The legend tells that following the arrival of the Spanish ship to Quintil Cove, the priests brought to land the wood-carved figure of the Christ in Agony, reputedly carved by a skillful Japanese sculptor, which would be the main religious image in the new Cathedral of Santiago. However the wheels of the oxcart carrying the figure got stuck deep in the mud and it was unable to move further. After numerous failed attempts, which included adding several bullock teams, the priests decided to consider this setback as a divine mandate and opted to leave the Christ where it has got stuck. A small chapel built of mud and straw to shelter the image became the first church of Valparaiso and one of the first religious buildings in Chile.
Located near the port, at the foot of Cerro Santo Domingo (St. Dominic Hill), the little church served not only to evangelize the Changos
fishermen but it was also used for many years as a refuge for missionaries of several religious orders who came to Chile during the 16th and 17th centuries to support the military missions of the conquerors and to spread Catholicism among the Indians. The grounds around the church also served as the burial place for the prominent figures of the emerging community.

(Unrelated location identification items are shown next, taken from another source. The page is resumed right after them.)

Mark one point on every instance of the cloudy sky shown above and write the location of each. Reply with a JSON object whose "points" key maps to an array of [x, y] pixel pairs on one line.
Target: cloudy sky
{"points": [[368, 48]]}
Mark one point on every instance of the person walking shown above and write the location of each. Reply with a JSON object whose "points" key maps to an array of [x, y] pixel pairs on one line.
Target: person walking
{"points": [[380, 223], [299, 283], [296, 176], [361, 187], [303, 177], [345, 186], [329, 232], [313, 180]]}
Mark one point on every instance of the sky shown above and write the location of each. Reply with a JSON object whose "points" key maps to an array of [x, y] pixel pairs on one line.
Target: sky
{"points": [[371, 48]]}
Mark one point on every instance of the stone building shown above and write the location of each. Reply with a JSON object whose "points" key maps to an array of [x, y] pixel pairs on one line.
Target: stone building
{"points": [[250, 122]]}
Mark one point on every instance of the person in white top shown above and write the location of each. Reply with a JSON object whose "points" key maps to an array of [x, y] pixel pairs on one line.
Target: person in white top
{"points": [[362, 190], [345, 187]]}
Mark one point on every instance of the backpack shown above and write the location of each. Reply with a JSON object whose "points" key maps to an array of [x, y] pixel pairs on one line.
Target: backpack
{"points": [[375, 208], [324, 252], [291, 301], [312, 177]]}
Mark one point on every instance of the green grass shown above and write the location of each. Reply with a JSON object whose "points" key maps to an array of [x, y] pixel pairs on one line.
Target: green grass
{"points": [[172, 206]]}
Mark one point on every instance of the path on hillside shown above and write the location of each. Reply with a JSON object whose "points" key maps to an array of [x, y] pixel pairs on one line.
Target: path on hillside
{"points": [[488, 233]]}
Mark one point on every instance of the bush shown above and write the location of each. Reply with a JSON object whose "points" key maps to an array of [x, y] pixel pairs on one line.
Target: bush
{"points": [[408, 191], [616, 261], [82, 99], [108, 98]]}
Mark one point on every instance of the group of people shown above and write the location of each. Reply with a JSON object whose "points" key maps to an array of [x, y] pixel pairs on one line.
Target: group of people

The homes and shops of the early Spanish settlers were installed around the church and the original Cove of Quintil slowly developed into the town of Valparaiso, now a port city with about 310.000 inhabitants.
The new village and its modest church had a difficult time. The town was recurrently raided and destroyed by British and Dutch corsairs who wrecked the town and pillaged the little Catholic parish. They set the houses on fire and took with them not just the wine for the mass but the gold chalice as well. Firstly, in 1578, came Sir Francis Drake
. Then, Olivier van Noort attacked in 1600, and later on, Joris van Spilbergen
came in 1615.
The original precarious building did not last long. A second more elaborate parish church was erected. In 1730, a strong earthquake and tsunami flattened the town and destroyed the church. It was rebuilt and finished by 1749. The new church was large and sturdy and had two towers. Nonetheless, in 1751 it was severely affected by another strong earthquake and lost one of its towers. Still, the single-tower building (watercolor painted by British artist and writer Maria Graham
) lasted for another 87 years until 1822 when another quake completed the destruction of the old parish. No one was prepared to give up on the old La Matriz Parish. The construction of the current building, fourth in the series, started in 1837 and finished in 1842. In 1971, the building was declared a National Monument
. Earthquakes in 1906, 1971 and 1985 caused damages which were repaired. The leaning tower is a permanent remainder of the eventful history of the earthquake-ridden old church.
The image of the Christ in Agony, with his head leaning heavily towards the chest leaves the legendary parish each year and is paraded by the faithful around the neighborhood during the celebration of Good Friday.